Additional Information:   Source:  https://www.roundrocktexas.gov/departments/planning-and-development-services/historic-preservation/local-legends/local-legend-archives/#2015:  2015 Local Legends  “Barbette was the stage name of Vander Clyde Broadway, an aerialist and female impersonator of the 1920s and 30s. As a child in Round Rock he visited the circus and became fascinated with the high wire act. He began practicing on his mother’s clothesline, and (according to legend) on the steel bridge over Brushy Creek.

After graduating early from Round Rock High School, he went to San Antonio to audition for the aerialist act The Alfaretta Sisters.  One of the sisters had died unexpectedly, and Vander was hired as her replacement when he agreed to perform as a woman.  He later incorporated this impersonation into a solo act that made him famous, and by 1923 he was performing throughout Europe at such venues as the Moulin Rouge and Folies Bergère in Paris.

While most aerialists of the day performed tricks, Barbette’s act was more theatrical.  He would perform on the tightrope and trapeze in full drag, then pull off his wig and strike exaggerated manly poses.  The provocative act made him the toast of the Parisian avant-garde; Jean Cocteau wrote that “I myself have seen no comparable display of artistry on the stage since Nijinsky.”  Cocteau later wrote an influential essay on the nature and artifice of theater called Le Numero Barbette, which was illustrated with images of Barbette getting into costume taken by surrealist photographer Man Ray.

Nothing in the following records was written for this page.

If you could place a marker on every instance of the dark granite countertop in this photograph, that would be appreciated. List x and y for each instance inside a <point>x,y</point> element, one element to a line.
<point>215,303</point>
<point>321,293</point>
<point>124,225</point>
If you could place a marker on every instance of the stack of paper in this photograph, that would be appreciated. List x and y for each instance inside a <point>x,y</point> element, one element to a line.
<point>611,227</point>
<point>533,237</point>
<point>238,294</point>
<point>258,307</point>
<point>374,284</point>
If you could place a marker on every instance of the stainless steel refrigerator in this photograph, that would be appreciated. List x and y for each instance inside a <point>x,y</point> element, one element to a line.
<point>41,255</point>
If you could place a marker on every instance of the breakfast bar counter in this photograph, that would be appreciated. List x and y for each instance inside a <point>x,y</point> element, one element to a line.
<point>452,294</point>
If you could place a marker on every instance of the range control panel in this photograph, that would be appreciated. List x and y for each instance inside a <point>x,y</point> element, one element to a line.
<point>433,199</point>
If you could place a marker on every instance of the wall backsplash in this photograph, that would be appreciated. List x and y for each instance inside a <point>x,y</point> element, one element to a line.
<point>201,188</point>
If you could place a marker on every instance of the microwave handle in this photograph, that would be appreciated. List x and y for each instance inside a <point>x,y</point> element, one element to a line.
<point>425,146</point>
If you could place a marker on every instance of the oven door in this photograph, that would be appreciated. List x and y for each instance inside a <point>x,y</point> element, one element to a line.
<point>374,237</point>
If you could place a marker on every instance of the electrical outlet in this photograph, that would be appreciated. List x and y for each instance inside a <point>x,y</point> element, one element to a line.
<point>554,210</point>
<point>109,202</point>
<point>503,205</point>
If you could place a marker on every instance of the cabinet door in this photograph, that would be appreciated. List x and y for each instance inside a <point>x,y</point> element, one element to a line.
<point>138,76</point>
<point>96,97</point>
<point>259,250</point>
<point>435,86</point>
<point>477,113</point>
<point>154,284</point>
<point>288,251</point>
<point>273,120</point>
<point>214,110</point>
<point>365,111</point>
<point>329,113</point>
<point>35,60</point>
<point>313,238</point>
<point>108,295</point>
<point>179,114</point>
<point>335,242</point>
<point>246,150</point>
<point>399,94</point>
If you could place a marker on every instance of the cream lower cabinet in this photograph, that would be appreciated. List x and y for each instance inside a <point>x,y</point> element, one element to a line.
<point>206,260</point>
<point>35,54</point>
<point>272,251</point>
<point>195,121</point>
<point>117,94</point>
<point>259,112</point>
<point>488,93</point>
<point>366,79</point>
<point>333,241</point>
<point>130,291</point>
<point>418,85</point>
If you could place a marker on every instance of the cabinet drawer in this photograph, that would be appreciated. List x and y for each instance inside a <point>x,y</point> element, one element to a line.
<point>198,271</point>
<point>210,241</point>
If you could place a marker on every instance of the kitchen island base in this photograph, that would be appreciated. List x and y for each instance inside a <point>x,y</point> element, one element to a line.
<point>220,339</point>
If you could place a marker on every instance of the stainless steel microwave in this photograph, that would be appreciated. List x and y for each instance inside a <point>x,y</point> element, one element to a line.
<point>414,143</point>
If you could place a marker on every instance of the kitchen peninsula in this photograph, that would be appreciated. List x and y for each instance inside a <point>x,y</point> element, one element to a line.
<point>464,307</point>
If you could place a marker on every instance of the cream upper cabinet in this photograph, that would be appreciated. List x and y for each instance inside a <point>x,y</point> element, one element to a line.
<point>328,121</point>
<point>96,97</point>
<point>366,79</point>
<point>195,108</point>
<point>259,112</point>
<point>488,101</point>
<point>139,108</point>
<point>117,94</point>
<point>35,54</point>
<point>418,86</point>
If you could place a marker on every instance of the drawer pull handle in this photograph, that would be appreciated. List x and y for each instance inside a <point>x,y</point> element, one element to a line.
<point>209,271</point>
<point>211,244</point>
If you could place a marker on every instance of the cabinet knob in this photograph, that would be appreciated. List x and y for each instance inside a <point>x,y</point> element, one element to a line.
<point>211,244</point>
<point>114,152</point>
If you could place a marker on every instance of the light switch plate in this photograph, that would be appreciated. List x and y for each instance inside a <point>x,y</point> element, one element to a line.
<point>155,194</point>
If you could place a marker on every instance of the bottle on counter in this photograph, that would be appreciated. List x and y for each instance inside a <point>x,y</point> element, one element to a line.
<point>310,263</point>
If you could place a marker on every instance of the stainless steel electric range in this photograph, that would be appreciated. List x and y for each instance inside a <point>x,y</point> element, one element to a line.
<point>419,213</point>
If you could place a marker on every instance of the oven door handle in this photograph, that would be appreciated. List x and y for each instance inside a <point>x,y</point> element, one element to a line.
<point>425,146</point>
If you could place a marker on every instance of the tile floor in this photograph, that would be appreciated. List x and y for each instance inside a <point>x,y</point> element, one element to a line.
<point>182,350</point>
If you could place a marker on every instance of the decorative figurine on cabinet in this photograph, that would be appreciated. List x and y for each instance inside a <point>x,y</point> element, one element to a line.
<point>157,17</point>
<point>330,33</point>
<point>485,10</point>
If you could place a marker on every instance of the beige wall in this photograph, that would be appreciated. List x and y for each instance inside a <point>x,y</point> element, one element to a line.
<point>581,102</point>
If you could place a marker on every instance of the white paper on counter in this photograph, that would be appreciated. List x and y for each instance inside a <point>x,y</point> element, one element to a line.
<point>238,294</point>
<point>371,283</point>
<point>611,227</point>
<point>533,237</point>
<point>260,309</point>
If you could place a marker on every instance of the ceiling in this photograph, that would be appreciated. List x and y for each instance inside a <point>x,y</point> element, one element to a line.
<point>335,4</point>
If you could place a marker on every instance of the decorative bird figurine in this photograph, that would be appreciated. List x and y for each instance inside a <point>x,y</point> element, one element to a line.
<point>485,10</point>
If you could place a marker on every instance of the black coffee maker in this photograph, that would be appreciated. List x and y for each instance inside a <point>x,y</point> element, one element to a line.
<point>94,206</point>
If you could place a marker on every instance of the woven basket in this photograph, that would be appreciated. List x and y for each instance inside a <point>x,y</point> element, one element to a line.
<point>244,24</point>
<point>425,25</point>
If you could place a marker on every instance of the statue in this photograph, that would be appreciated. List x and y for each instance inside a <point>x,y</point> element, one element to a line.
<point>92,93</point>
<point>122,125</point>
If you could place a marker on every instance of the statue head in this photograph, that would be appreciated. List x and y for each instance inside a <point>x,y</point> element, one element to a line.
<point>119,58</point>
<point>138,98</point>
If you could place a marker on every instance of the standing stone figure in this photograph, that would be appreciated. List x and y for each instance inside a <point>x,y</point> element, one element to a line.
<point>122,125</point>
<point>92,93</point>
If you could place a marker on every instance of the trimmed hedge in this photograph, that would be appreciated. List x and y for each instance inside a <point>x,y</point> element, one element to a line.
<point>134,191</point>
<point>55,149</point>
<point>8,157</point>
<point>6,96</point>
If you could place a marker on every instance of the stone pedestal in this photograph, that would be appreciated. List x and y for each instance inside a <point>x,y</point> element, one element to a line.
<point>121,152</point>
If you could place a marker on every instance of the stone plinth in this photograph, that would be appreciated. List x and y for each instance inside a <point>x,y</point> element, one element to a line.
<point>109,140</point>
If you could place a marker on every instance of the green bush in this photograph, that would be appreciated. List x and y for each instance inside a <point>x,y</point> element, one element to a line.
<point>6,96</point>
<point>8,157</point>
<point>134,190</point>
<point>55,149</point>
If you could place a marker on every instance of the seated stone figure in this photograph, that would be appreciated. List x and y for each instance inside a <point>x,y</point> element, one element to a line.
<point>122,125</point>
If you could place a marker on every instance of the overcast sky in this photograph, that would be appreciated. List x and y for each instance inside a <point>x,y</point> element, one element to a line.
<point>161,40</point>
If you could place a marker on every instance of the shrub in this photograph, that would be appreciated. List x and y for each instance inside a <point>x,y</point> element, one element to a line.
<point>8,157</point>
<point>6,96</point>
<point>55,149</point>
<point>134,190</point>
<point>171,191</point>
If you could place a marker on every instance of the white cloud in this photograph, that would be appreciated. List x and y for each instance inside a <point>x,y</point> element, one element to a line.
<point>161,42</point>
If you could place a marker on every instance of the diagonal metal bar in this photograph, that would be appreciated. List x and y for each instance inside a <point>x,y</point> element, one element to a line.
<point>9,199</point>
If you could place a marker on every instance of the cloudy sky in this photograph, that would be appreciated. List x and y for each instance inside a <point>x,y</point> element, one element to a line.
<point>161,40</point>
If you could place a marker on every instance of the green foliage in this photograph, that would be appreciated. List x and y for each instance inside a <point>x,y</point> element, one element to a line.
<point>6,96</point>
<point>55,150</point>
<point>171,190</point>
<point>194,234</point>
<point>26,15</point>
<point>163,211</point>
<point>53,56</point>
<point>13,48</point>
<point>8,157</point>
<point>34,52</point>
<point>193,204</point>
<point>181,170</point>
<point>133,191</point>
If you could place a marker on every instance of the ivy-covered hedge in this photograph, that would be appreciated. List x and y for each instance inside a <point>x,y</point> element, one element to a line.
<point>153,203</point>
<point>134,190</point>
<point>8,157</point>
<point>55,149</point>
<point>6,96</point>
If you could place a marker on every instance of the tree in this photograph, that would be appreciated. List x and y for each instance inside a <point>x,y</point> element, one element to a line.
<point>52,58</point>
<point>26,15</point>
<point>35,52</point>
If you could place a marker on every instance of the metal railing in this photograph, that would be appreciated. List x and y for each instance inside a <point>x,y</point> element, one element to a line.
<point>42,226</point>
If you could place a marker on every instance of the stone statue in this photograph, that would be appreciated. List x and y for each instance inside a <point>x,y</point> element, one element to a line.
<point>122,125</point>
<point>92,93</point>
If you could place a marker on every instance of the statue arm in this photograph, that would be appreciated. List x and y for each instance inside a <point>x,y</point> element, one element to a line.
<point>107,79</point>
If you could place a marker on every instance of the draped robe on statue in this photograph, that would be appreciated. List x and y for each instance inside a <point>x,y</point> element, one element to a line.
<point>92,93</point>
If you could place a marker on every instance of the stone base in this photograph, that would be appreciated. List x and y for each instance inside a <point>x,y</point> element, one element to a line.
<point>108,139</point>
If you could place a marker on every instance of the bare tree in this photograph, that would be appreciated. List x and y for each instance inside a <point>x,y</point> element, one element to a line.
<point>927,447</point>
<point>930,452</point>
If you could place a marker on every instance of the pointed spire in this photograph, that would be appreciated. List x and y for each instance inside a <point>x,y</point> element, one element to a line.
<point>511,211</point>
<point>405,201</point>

In the late 1930s Vander suffered an illness (probably polio) and became an aerial choreographer and trainer for several circuses and films.  His work at Ringling Brothers was described as reinventing aerial ballet. Later he was hired to coach Jack Lemmon and Tony Curtis on gender illusion for the film Some Like It Hot.

He spent his last months in Round Rock with his sister, and died in 1973.  His life and work have also inspired more recent pieces, including the 1993 performance art piece Light Shall Lift Them and the 2002 play BarbetteThe Texas Historical Commission has recently approved [2015] an historic marker about Barbette, to be placed at his gravesite in Round Rock Cemetery.”

Longitude: -97.6968

Latitude: 30.5171

Verified Location:  Coordinates = location of Barbette’s gravestone in the Round Rock Cemetery, Vander Clyde Broadway “Barbette” (1899-1973).